The discussion activities and writing exercises in this guide provide you with possible essay topics, as do the Discussion Questions in the NEA Big Read Reader Resources. Advanced students can come up with their own essay topics, as long as they are specific and compelling. Other ideas for essays are provided here.
For essays, students should organize their ideas around a thesis about the novel. This statement or thesis should be focused, with clear reasons supporting its conclusion. The thesis and supporting reasons should be backed by references to the text.
- Analyze the way Minerva treats Señor Mirabal's mistress and her four daughters. Does Minerva's kindness toward her half-sisters add to our understanding of her character? If so, how? Why does Minerva want to make education a possibility for them?
- Further examine the theme of courage in the novel. While Minerva Mirabal may be considered more outwardly brave, how is each sister courageous in her own way?
- The portions of the book written from Patria Mirabal's point of view deal with religious themes and include many biblical allusions. How does Patria develop from an idealistic young Catholic girl to a woman who doubts? When does this change occur? Can it be argued that her faith is stronger in the end, even though she has some serious religious doubts?

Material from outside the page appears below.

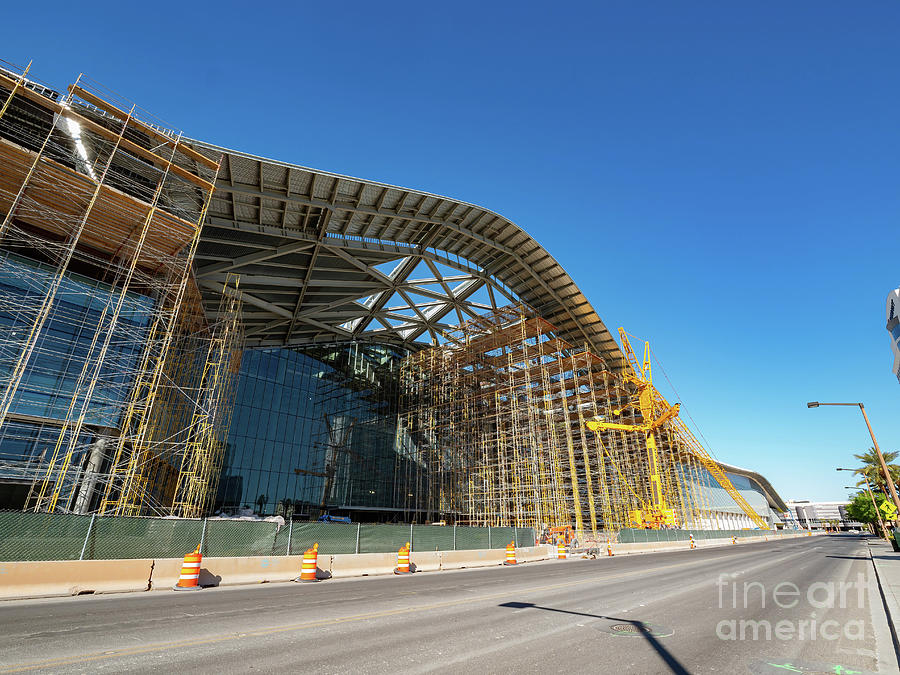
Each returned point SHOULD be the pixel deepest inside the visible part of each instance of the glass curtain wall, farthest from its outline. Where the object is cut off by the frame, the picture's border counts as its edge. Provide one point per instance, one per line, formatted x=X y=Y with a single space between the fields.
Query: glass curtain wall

- Why might Alvarez have chosen not to write from the point of view of any of the men? For this essay, explore two of the male characters—whether Señor Mirabal or the Mirabal sisters' husbands—and discover how important they are to the underground rebellion.
- Expanding on the question of historical fiction, choose two scenes from the novel and research their historical veracity. Whether or not they are historically accurate, how effective is Alvarez in her quest to write “the truth according to character”?